Explain why NO Ecumenical Council was held in the West for the first 1000 years of the Church’s existence. The Councils which defined our most fundamental doctrines did not take place in Rome but under the Greeks.
If Rome were acknowledged as the centre of unity, the place where the successor of Peter resided, why were no Councils held there. Would it not have been the logical place to convene the bishops?
If the Pope were accepted as the one bishop who was infallible in doctrine, why were no Councils called by him, in his city, at the chair of Peter? Why did he not even attend the Ecumenical Councils?

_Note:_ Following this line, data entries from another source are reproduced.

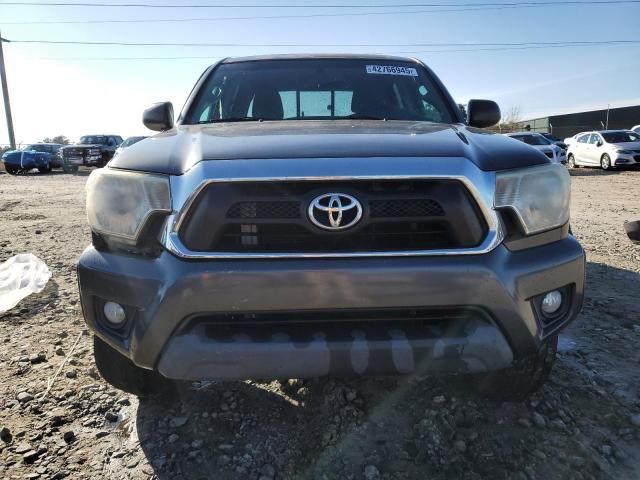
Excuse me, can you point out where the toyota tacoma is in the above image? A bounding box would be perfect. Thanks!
[78,55,585,398]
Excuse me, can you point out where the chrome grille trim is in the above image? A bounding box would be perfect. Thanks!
[161,158,504,260]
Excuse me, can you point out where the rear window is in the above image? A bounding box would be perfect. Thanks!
[602,132,640,143]
[80,135,107,145]
[184,59,457,124]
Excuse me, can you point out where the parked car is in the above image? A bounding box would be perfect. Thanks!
[567,130,640,170]
[113,137,148,157]
[2,143,62,175]
[624,220,640,245]
[61,135,122,173]
[562,132,585,150]
[505,132,567,165]
[77,55,585,398]
[540,133,567,151]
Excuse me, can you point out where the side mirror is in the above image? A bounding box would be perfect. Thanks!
[142,102,173,132]
[467,100,501,128]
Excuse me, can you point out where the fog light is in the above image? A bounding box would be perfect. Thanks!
[102,302,127,325]
[540,290,562,315]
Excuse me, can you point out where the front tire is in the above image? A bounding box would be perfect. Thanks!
[4,163,20,175]
[474,335,558,402]
[93,336,169,397]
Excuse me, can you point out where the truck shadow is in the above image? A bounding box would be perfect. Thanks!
[137,263,640,480]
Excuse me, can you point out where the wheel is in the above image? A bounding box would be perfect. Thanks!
[93,335,170,397]
[62,162,78,173]
[4,163,20,175]
[473,336,558,401]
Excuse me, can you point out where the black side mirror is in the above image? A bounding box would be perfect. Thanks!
[467,100,501,128]
[142,102,173,132]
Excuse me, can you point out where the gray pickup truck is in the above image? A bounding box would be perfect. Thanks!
[60,135,122,173]
[78,55,585,398]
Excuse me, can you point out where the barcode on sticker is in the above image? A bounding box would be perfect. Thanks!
[367,65,418,77]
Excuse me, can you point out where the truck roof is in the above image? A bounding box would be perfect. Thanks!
[220,53,420,63]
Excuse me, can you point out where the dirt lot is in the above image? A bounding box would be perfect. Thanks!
[0,169,640,480]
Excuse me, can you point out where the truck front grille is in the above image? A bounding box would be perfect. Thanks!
[178,180,487,254]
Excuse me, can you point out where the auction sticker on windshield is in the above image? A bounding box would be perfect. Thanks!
[367,65,418,77]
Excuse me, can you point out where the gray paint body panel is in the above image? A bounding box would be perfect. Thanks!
[78,236,584,378]
[110,120,549,175]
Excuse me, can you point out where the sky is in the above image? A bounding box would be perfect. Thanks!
[0,0,640,144]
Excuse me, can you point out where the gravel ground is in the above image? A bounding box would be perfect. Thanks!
[0,169,640,480]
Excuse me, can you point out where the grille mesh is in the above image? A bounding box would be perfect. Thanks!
[369,198,444,218]
[227,202,300,218]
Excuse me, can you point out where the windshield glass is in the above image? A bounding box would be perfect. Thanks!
[24,144,49,152]
[184,59,456,124]
[80,135,107,145]
[513,135,551,146]
[541,133,560,142]
[601,131,640,143]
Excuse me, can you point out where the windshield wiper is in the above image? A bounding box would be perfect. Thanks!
[196,117,262,125]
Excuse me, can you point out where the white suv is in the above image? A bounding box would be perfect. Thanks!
[567,130,640,170]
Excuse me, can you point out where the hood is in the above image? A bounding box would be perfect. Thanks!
[110,120,549,175]
[61,143,102,150]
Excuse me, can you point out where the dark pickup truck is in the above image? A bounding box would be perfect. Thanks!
[60,135,122,173]
[78,55,585,398]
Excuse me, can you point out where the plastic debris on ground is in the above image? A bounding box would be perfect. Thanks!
[0,253,51,313]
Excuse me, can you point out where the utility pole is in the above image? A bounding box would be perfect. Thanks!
[0,35,16,150]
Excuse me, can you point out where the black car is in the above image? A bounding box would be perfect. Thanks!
[539,132,567,151]
[61,135,122,173]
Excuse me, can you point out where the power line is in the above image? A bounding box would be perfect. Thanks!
[3,0,640,9]
[2,4,554,25]
[27,45,640,62]
[6,39,640,48]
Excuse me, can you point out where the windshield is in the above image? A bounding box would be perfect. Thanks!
[541,133,560,142]
[601,131,640,143]
[24,144,50,152]
[80,135,107,145]
[513,135,551,146]
[184,59,456,124]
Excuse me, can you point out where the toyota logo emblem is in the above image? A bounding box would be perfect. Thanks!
[308,193,362,231]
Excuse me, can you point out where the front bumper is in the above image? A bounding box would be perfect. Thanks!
[611,153,640,167]
[78,236,585,379]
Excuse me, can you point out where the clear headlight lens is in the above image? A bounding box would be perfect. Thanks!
[495,164,571,235]
[87,168,171,244]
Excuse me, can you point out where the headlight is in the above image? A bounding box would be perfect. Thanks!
[495,164,571,235]
[87,168,171,245]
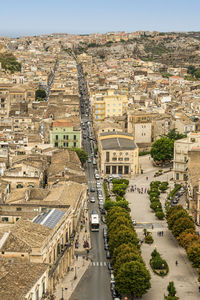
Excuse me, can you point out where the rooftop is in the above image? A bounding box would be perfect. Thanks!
[0,258,48,300]
[33,209,65,229]
[101,137,137,150]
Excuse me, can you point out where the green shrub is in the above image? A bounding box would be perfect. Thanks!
[144,234,154,244]
[155,210,165,220]
[150,201,162,211]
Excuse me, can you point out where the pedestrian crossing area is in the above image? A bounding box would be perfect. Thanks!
[90,261,107,267]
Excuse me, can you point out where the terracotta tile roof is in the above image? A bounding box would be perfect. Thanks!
[0,258,48,300]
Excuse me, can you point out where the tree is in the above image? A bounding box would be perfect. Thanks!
[151,137,174,162]
[166,128,186,140]
[70,148,88,165]
[177,230,200,250]
[115,261,151,299]
[155,210,165,220]
[106,207,130,226]
[172,217,195,237]
[35,89,47,100]
[167,281,176,297]
[111,242,140,265]
[187,242,200,268]
[194,69,200,79]
[108,216,133,234]
[167,209,189,229]
[166,205,183,220]
[114,252,144,274]
[108,226,139,253]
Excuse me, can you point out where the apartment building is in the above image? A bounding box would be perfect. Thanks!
[50,120,81,148]
[173,133,200,182]
[98,132,139,177]
[93,90,128,122]
[187,147,200,225]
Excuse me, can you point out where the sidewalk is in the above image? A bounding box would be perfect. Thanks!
[126,157,200,300]
[54,214,91,300]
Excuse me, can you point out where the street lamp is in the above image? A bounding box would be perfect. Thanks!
[61,287,64,300]
[74,266,77,280]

These facts demonstrate that Rome and the Pope were not the centre point of the Church during the first millennium.
It is only later, when Rome left the Universal Church, that it begins to summon its own Councils in Rome, beginning with the First Lateran Council in 1123.
Why not? Catholics do not base the doctrine of Petrine supremecy on where councils are held or who was in attendance. I believe in this dogma because of the words of Jesus. Jesus’ words always trumps history, while history only defines the current thinking at the time.If the Pope were accepted as the one bishop who was infallible in doctrine, why were no Councils called by him, in his city, at the chair of Peter?